Eles partiram em 8 de janeiro de 1544 e Peter Faber voltou para Colônia. As coisas estavam indo mal lá. O arcebispo mudou de direção novamente e convidou Bucer, Melanchthon e outros pregadores luteranos aos púlpitos da cidade. Peter Canisius estava em casa em Nijmegen, resolvendo os negócios de seu pai e ajudando sua madrasta, “que ninguém nunca foi menos madrasta”. Seu pai, o burgomestre de Nijmegen, havia deixado uma propriedade considerável e duas jovens irmãs de Peter e os oito filhos do segundo casamento estavam confortavelmente providos, assim como a própria Vrouw Kanis e Peter. Mas quando Pedro anunciou que pretendia levar sua herança de volta para Colônia para o sustento de seus irmãos religiosos e outras pessoas necessitadas, a viúva teve uma visão muito ruim de seu plano. Quando ele voltou para Colônia, ela escreveu uma carta para ele, insultando “aquele estrangeiro vagabundo, Peter Faber” que o enganou para se separar do que seu pai havia deixado para ele. Faber escreveu para ela:

Muito querida e honrada senhora em Cristo nosso Senhor,

Você lamenta que Mestre Peter Canisius, até então o mais amoroso dos filhos para você, agora esteja totalmente mudado; e esta mudança é devida, em sua opinião, a ninguém além de mim. Eu, pelo contrário, vendo este excelente, este melhor dos jovens, uniu-se a mim em laços mais estreitos de amor e esforço espiritual. . . não posso deixar de desejar-lhe de coração todo tipo de bem. E assim, sinto-me muito grato a todos os seus parentes, não apenas aos que lhe são queridos na fé, mas também aos que lhe são unidos por amizade e laços de sangue. Portanto, rezo muito pelas almas de seus pais falecidos, pelo seu consolo e pelo de seus filhos.

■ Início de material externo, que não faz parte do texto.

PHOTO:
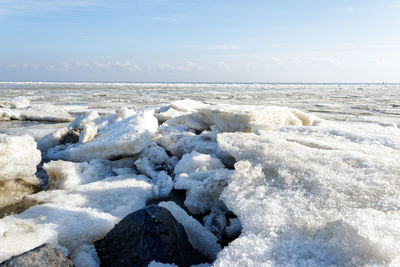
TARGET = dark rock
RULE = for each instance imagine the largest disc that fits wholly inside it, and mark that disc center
(148, 234)
(42, 256)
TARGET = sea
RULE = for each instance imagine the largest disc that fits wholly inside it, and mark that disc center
(295, 174)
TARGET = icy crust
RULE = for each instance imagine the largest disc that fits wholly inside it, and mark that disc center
(314, 196)
(18, 158)
(122, 134)
(231, 118)
(21, 109)
(74, 217)
(203, 177)
(178, 108)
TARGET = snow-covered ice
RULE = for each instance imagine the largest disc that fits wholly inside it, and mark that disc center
(312, 181)
(18, 160)
(116, 137)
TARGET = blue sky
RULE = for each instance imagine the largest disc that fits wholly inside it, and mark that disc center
(206, 41)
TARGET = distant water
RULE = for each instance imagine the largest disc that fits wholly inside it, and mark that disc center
(354, 102)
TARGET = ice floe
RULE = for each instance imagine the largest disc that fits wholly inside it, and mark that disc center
(306, 191)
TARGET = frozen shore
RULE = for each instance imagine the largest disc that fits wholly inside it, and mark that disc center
(299, 189)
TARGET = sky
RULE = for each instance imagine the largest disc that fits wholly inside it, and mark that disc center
(200, 40)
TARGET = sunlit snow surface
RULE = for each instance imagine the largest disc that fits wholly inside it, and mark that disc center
(311, 170)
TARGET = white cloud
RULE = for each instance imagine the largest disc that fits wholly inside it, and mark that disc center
(28, 7)
(216, 47)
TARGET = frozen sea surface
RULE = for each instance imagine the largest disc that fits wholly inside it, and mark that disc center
(310, 170)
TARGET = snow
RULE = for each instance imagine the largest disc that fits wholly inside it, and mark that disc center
(74, 218)
(38, 112)
(319, 196)
(203, 188)
(18, 158)
(201, 239)
(306, 191)
(195, 162)
(123, 137)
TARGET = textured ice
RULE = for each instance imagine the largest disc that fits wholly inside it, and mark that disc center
(160, 264)
(73, 219)
(38, 112)
(117, 136)
(203, 188)
(314, 196)
(246, 118)
(201, 239)
(195, 162)
(179, 108)
(17, 102)
(323, 195)
(18, 158)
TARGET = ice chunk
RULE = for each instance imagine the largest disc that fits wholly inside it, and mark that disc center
(152, 160)
(203, 188)
(18, 158)
(199, 237)
(232, 118)
(38, 112)
(74, 218)
(86, 256)
(195, 162)
(234, 227)
(318, 196)
(88, 133)
(67, 175)
(18, 102)
(124, 137)
(188, 105)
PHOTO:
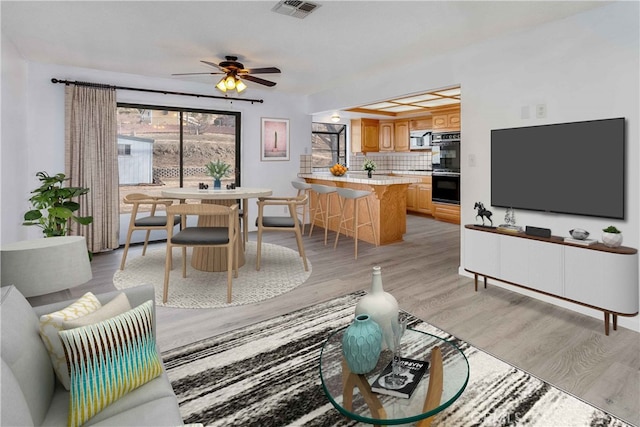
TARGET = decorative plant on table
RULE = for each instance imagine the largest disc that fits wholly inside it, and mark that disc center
(369, 166)
(217, 170)
(56, 202)
(611, 236)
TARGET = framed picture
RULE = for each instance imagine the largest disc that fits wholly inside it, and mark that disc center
(274, 139)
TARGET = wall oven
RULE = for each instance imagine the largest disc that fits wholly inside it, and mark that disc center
(445, 159)
(445, 187)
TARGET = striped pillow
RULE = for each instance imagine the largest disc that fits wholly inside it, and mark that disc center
(109, 359)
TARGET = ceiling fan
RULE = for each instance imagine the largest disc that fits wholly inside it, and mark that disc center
(235, 72)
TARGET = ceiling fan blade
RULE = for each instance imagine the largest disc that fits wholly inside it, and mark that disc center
(265, 70)
(193, 74)
(257, 80)
(214, 65)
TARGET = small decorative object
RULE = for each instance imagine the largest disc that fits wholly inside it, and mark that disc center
(338, 169)
(369, 166)
(274, 139)
(579, 233)
(217, 170)
(361, 344)
(483, 213)
(57, 202)
(396, 379)
(381, 306)
(611, 237)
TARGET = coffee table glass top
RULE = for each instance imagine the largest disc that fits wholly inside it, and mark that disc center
(415, 345)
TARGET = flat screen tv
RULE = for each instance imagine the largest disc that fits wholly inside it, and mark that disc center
(570, 168)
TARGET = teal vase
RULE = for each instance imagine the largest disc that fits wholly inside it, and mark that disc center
(361, 344)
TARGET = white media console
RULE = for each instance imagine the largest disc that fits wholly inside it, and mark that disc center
(594, 276)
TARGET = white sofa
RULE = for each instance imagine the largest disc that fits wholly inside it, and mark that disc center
(32, 396)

Por que então, você me perguntará, você tirou o Mestre Peter de nós, quando você deve saber que ajuda, que consolo, que conselheiro ele foi para nós? Ó senhora cristã, eu te pergunto o que você faria se visse de um lado Cristo Jesus se deliciando com o progresso espiritual e intelectual de Pedro, e do outro a família e amigos de Pedro querendo nada além da alegria de sua presença entre as glórias fugazes e incertas deste mundo? . . . Quão poucos se importam com a alma de Pedro e quantos reclamam porque ele dá o que é seu por direito de herança. . . Asseguro-lhe solenemente que não me beneficiei com um centavo de seu dinheiro. . . Na verdade, não sei que propriedade ele tem. . . O que você diz que foi tirado dele, eu sei, foi dado por ele para a caridade; e o que é isso senão restaurar a Deus, o doador de todas as boas dádivas, o que é Dele?

Com relação aos relatos sobre mim, tolos demais para serem notados por pessoas como você, que temem a Deus e não falam mal dos outros: Declaro-me culpado da acusação de que sou um estrangeiro desconhecido. Isso é verdade mesmo. Eu e todos os meus companheiros de nossa Sociedade somos estrangeiros e estrangeiros na terra, não apenas na Alemanha e em Flandres, mas em todos os lugares. E serei um estrangeiro até o fim de meus dias onde quer que Deus me coloque, pois minha única esperança é ser feito servo na casa de meu Deus e concidadão de Seus santos. 184

Peter Canisius sabia que seu velho amigo, Cornelius Wischaven, ainda não havia saldado suas dívidas, então parte da herança foi para Cornelius. O restante foi para ajudar estudantes pobres na Universidade e para alugar uma casinha onde ele, com Faber e outros seguidores de Inácio, pudessem morar e trabalhar. Em número de cinco, eles logo se tornaram conhecidos como homens de caridade, zelo e erudição. Durante o início de 1544, Peter Faber parece ter se concentrado nos estudantes universitários e no clero da cidade. Uma carta escrita por Peter Canisius na época relata que Faber e Bucer se encontraram em disputas várias vezes, “Mestre Faber sendo capaz de provar a Bucer e outros hereges a verdade da fé que ele mesmo professava”. Hermann von Wied não gostou nada da notícia de que a “nova Ordem” de Roma estava se tornando bem conhecida em Colônia; relatórios sobre o número de clérigos e estudantes vistos visitando a pequena casa chegaram até ele, assim como o boato de que seu amigo Bucer havia sido derrotado em uma discussão. Algo teria que ser feito.